Ich muss ungefähr 15/16 Jahre alt gewesen sein, als ich mit meiner Mutter eine alte Frau aus ihrem Heimatdorf besuchte: Motje (ich muss diesen Namen ausschreiben, weil mir der plattdeutsche Klang bereits ins Herz geht). Motje hatte ihren Mann im Krieg verloren, als ihre gemeinsame Tochter drei Wochen alt war. “ Dann stutt düvel achter mi un seg: „Mok di ant siet!“ (ostfriesisches Plattdeutsch, übersetzt: Dann stand der Teufel hinter mir und sagte: “ Bring dich um!“). Ihr Glaube hielt sie am Leben (neben ihrem Mann waren auch drei Brüder im Krieg gefallen; ihre Schwester verlor ihren Sohn) und obwohl sie bitterarm war, hatte sie ihrer Tochter eine Ausbildung zur Krankenschwester ermöglicht.

Zurück zum Besuch damals: Ich hatte Motje nie zuvor gesehen, kannte sie nur aus Erzählungen meiner Mutter. Wir stehen in der Küche und eine kleine, hutzelige, über und über mit Lachfalten übersäte Oma, sieht mich, srahlt über’s ganze Gesicht und wir fallen uns beglückt, wie nach einem unverhofften Wiedersehen in die Arme…

Die zweite Herzverbindungserfahrung machte ich mit Anfang 20 in Südafrika, als ich mit meiner Cousine und ihren beiden Kindern deren Tanten in Johannesburg im Township besuchte. Mamou (auch diesen wunderschön klingenden Namen muss ich ausschreiben), die stillere der beiden Schwestern, mit einem sehr schönen, anmutigen Gesicht, hat ihre Tochter verloren. Ich kann die innere, mich unglaublich berührende Verbindung, die ich zu ihr spürte, nicht beschreiben, sie war einfach da.

Zurück in die Gegenwart: Gestern ging ich zu meiner Nachbarin U. (H.), die mir den „Herzensbrief“ geschrieben und den Stein geschenkt hatte, um sie dafür zu umarmen. Ich wusste vorher gar nicht, was ich sagen sollte, nur, dass ich sie umarmen wollte. Und so war’s auch – die Worte waren weg und wir standen eine ganze Weile innig umarmt in der Haustür. Mussten uns anschauen, wieder umarmen und festhalten, ich räusperte mich, um etwas zu sagen, aber es ging nicht. Lachen, wieder umarmen. H. sagte, ich müsse nichts sagen und sagte ihrerseits „Danke!“ für meinen Blog und dass sie beim Lesen den ganzen Sonntag geweint – und gelacht – hätte. Mit wackeligen Beinen und dem Stein in der Hosentasche zog ich von dannen.

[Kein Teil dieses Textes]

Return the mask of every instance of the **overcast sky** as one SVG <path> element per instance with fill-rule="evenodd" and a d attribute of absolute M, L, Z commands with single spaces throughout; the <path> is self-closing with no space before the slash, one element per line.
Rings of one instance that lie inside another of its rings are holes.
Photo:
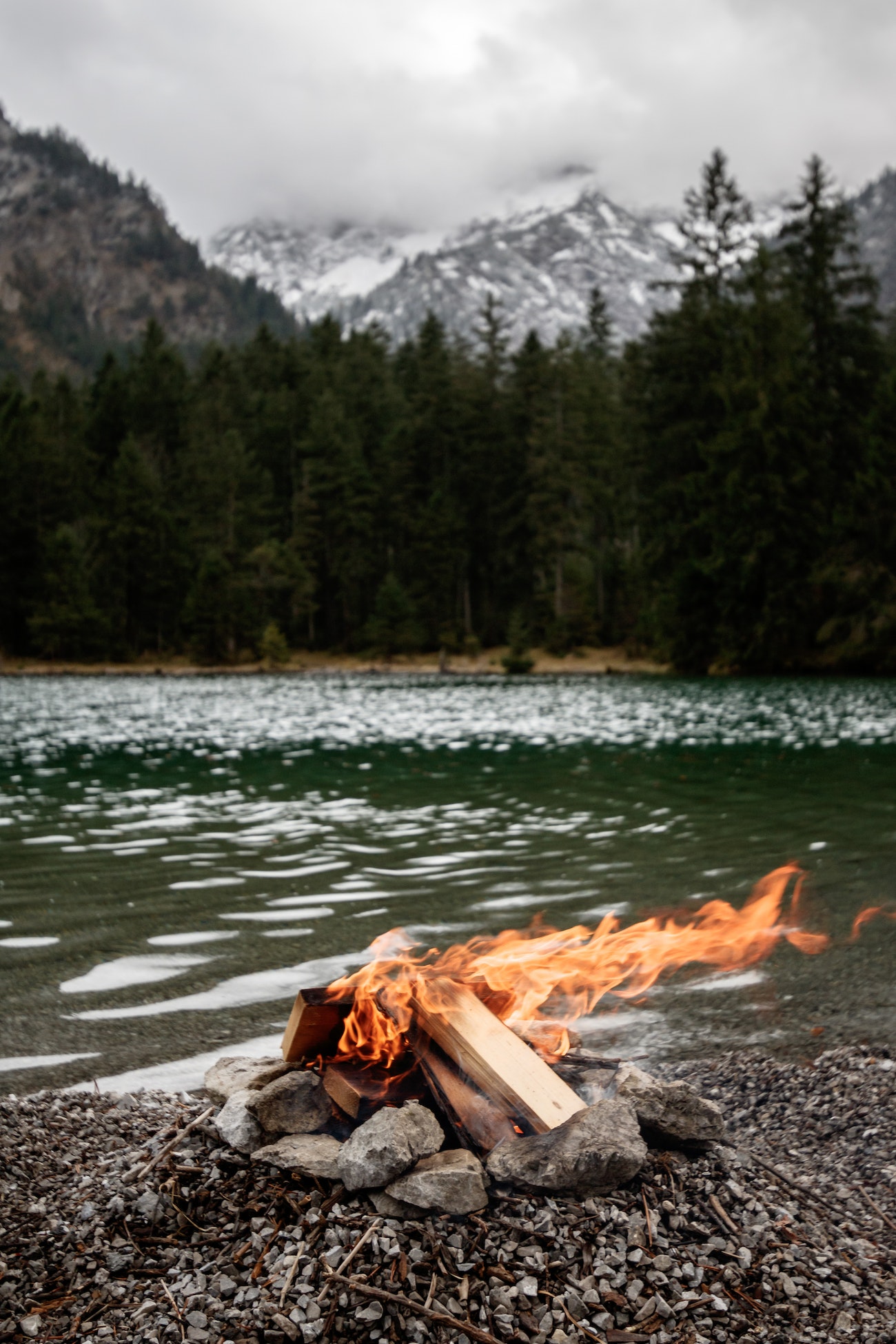
<path fill-rule="evenodd" d="M 0 99 L 145 177 L 192 237 L 254 215 L 454 223 L 566 164 L 673 203 L 896 161 L 895 0 L 0 0 Z"/>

P.S. Ich lese den Brief gerade wieder und es durchströmt mich.

Ich erinnere mich auch an die bereits vorhandene Ahnung dieser Verbindung, die in mir aufkam, als H. mich, mit schwangerem J.bauch in der Sonne sitzend, zufällig sah und mich spontan, strahlend und wortlos umarmte und mich auf die Wange küsste. Die verblüffte Beglückung meinerseits klingt immer noch nach.